One of the drawbacks of using intravenous chemotherapy to treat intracranial lymphoma is the large molecular size (200-1,200 d) of chemotherapeutic agents. Although high-grade gliomas and CNS lymphomas cause breakdown of the blood-brain barrier, which allows contrast material to enter the lesion, chemotherapeutic agents with theirlarger molecules do not enter the tumor to the same extent. Consequently, the effectiveness of chemotherapeutic agents is restricted to the extreme margin of a tumor. A recent novel therapy, in which the blood-brain barrier was intentionally disrupted to allow increased passage of chemotherapeutic agents administered through an intraarterial approach, has shown potential in providing more effective chemotherapy (with this approach, the amount of agent delivered was increased by 10-90 times, compared with that delivered by conventional methods) (96). Early results of chemotherapy performed with this method were comparable to those of radiation therapy (97). However, significant side effects, including irreversible ototoxicity, have limited the application of this method (98). If these side effects can be overcome, delivery of chemotherapeutic agents with use of an intraarterial approach and intentional disruption of the blood-brain barrier may be used more frequently in the future.

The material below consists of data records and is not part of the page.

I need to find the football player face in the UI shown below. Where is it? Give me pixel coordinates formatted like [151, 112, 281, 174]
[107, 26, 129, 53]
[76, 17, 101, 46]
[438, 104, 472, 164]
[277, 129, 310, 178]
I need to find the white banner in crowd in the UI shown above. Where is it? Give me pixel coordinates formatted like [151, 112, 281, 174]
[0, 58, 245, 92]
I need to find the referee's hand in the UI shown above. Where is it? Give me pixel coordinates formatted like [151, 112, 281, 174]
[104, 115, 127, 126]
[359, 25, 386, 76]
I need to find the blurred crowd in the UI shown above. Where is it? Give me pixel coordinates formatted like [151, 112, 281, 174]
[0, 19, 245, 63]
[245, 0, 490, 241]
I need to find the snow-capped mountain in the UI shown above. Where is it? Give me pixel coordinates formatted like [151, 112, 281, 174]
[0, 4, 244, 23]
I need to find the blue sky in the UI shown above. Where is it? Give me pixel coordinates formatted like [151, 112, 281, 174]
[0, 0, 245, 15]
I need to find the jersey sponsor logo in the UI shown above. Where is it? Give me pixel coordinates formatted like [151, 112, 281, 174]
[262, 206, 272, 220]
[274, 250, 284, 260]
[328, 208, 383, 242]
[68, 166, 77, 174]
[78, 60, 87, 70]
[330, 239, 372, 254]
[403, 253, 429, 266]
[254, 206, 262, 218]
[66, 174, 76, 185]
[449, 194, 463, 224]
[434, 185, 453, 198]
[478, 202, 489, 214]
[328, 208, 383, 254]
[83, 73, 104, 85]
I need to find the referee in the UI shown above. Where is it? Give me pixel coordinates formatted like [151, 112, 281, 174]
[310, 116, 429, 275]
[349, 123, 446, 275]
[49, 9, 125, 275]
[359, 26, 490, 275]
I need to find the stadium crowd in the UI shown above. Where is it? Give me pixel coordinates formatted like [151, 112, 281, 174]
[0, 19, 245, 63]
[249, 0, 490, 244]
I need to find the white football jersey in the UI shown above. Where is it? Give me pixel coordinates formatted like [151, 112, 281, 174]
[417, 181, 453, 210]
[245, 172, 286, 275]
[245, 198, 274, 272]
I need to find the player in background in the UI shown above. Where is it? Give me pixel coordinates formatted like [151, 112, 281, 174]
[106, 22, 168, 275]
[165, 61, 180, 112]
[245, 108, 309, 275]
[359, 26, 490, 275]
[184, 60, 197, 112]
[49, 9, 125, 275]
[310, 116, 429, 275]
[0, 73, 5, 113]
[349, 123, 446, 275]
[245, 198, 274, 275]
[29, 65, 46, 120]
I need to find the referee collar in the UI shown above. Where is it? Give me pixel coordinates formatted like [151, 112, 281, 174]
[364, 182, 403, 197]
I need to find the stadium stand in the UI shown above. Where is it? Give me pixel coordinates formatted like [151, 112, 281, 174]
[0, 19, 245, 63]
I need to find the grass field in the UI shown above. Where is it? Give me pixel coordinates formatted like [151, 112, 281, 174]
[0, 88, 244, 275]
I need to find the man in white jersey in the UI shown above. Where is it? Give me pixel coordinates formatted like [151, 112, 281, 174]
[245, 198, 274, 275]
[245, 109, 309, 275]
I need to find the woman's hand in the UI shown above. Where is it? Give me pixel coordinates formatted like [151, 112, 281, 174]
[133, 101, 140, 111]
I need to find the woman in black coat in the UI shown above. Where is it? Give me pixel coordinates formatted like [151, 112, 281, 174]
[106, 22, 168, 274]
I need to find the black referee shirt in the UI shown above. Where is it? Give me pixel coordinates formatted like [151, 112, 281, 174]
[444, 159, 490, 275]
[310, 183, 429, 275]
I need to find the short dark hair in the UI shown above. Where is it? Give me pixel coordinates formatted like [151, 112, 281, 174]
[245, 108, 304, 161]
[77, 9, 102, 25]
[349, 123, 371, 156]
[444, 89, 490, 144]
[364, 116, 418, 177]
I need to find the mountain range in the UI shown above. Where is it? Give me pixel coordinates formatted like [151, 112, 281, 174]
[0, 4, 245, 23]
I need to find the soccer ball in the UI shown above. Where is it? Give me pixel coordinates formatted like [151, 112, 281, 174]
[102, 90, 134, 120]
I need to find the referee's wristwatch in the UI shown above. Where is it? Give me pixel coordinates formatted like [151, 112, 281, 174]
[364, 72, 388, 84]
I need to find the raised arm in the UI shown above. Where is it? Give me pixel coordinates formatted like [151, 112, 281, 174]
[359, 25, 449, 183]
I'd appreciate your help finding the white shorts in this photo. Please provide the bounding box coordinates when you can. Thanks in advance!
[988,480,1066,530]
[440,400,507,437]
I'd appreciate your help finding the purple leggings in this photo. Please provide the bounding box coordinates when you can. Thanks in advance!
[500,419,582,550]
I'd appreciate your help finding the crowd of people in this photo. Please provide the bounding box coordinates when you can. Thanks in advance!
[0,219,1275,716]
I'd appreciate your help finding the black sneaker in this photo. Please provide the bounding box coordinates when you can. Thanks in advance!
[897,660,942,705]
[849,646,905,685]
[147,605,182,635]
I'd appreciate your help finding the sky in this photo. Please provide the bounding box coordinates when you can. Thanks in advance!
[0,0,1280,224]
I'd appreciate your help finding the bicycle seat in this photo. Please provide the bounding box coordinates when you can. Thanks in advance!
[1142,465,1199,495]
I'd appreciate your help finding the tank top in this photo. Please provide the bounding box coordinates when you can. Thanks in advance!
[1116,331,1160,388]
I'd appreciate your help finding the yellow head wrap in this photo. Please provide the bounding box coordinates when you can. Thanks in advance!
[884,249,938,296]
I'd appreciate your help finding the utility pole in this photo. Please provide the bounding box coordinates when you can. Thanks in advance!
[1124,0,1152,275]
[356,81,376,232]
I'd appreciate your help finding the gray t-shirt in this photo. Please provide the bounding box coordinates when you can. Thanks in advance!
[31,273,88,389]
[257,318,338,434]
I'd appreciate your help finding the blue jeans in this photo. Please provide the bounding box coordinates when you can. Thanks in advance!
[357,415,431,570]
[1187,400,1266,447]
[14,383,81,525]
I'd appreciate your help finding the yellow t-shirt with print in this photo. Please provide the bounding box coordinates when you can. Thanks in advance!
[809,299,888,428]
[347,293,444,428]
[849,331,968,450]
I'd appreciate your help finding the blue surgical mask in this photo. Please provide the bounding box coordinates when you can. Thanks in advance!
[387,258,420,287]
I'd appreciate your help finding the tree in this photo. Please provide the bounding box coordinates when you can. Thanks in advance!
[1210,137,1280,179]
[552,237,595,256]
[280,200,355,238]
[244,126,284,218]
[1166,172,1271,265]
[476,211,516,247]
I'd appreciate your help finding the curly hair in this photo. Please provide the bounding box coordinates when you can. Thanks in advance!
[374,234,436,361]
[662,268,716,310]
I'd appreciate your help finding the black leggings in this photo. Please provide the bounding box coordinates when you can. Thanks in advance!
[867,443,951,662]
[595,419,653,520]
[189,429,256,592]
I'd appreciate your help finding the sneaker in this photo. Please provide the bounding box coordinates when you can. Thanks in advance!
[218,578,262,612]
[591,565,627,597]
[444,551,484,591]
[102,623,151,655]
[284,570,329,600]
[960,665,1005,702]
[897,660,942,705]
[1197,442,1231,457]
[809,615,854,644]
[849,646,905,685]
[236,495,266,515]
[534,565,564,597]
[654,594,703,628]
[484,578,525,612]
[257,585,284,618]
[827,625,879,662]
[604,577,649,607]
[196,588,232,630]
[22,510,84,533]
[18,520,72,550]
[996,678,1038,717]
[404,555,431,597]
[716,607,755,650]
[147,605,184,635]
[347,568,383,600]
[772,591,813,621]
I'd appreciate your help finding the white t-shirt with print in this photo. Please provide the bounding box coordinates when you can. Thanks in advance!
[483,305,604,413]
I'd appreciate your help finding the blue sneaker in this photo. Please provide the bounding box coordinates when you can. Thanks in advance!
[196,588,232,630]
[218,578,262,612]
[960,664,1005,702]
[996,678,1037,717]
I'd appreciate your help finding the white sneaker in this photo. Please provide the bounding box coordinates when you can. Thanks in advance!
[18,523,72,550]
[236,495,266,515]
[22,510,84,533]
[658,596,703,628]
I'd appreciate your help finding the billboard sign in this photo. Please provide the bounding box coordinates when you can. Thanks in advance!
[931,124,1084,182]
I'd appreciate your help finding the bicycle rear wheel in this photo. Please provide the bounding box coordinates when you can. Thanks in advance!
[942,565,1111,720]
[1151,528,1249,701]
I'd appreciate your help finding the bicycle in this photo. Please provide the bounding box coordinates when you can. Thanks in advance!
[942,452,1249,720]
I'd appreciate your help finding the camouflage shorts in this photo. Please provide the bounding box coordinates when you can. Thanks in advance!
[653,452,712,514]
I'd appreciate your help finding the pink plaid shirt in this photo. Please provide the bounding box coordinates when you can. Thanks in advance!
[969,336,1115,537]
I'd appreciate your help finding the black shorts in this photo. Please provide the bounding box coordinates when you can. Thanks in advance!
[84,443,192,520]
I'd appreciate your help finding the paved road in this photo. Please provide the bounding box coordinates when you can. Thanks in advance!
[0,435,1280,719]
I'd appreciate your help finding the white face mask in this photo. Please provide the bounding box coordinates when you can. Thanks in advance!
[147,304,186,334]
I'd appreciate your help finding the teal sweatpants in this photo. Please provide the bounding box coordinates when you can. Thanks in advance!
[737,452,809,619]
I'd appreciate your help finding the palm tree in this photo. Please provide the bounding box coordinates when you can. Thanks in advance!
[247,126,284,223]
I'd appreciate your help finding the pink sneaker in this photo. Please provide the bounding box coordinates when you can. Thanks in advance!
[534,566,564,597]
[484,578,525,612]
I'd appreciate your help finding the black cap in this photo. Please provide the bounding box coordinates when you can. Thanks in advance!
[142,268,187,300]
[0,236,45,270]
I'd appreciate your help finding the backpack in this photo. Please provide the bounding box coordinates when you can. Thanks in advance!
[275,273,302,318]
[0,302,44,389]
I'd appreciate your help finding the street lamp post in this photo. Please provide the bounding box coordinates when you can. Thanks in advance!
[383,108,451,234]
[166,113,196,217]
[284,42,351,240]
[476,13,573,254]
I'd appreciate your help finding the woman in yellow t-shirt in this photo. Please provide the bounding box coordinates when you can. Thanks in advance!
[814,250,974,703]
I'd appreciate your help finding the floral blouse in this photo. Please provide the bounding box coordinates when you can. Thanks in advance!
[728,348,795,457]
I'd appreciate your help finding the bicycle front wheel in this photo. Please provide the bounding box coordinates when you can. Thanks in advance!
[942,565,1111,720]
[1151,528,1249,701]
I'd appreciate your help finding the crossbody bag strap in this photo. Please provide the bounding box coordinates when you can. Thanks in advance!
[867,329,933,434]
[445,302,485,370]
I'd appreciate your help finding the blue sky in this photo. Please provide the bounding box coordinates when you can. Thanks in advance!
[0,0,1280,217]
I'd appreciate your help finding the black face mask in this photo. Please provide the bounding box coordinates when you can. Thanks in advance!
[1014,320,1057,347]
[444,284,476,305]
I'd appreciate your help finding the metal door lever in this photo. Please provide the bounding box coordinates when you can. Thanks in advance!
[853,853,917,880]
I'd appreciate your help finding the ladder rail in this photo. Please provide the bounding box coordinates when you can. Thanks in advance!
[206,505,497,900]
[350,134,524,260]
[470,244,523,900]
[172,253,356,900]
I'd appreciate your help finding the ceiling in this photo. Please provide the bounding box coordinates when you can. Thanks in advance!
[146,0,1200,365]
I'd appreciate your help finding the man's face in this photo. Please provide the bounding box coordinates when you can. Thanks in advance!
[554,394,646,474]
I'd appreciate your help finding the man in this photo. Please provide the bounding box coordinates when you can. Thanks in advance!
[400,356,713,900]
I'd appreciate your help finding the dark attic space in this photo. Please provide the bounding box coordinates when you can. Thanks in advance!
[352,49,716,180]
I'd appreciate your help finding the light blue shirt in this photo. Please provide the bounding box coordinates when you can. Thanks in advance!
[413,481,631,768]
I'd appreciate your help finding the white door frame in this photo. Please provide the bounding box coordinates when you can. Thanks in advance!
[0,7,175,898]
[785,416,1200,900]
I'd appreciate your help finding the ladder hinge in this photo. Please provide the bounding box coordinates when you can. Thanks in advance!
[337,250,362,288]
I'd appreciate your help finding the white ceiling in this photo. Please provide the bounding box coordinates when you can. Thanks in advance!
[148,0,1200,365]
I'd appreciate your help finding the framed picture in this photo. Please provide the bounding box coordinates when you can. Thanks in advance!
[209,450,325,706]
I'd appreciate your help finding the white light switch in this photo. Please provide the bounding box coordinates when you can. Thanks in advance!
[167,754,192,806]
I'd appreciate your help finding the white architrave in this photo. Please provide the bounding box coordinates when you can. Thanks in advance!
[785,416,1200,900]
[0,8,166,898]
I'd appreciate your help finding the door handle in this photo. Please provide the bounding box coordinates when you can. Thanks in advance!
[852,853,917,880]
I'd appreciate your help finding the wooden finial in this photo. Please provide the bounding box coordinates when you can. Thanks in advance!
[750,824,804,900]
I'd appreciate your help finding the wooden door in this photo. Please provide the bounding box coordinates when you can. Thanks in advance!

Because of the dismal prognosis of patients with CNS lymphoma, recurrences have been rare. About half of the cases of recurrent disease occur at the site of the original tumor; other sites of involvement in the neuraxis and systemic sites are not uncommon and take the form of intracranial or spinal cord leptomeningeal spread (1). Rarely, primary CNS lymphoma can hematogenously spread to the dura mater and calvaria, and, as a result of subarachnoid spread, it can infiltrate cranial nerves, the pituitary gland, and the ependyma (29). Extraneural spread of CNS lymphoma occurs most frequently before chemotherapy and involves systemic (nodal) disease as the most common site (10% of cases), followed by sites in the heart, gastrointestinal tract, spinal epidural space, and bone marrow. Institution of chemotherapy appears to reduce the likelihood of extraneural spread: Miller et al (1) reported no cases of extraneural spread after chemotherapy was added to the therapeutic protocol in 1984. However, in a study by Remick et al (8), five of 22 patients developed extraneural disease (testicle, inguinal nodes, bone marrow, shoulder, cervical lymph nodes) despite undergoing chemotherapy.
At the time of recurrence, diffuse involvement of the CNS, including the spinal cord, occurs commonly (60% of cases) and provides an argument for combination craniospinal irradiation or chemotherapy plus irradiation in primary treatment (7). In fact, long-term survival, an unthinkable prospect until recently, is now a possibility for this once uniformly fatal disease (1).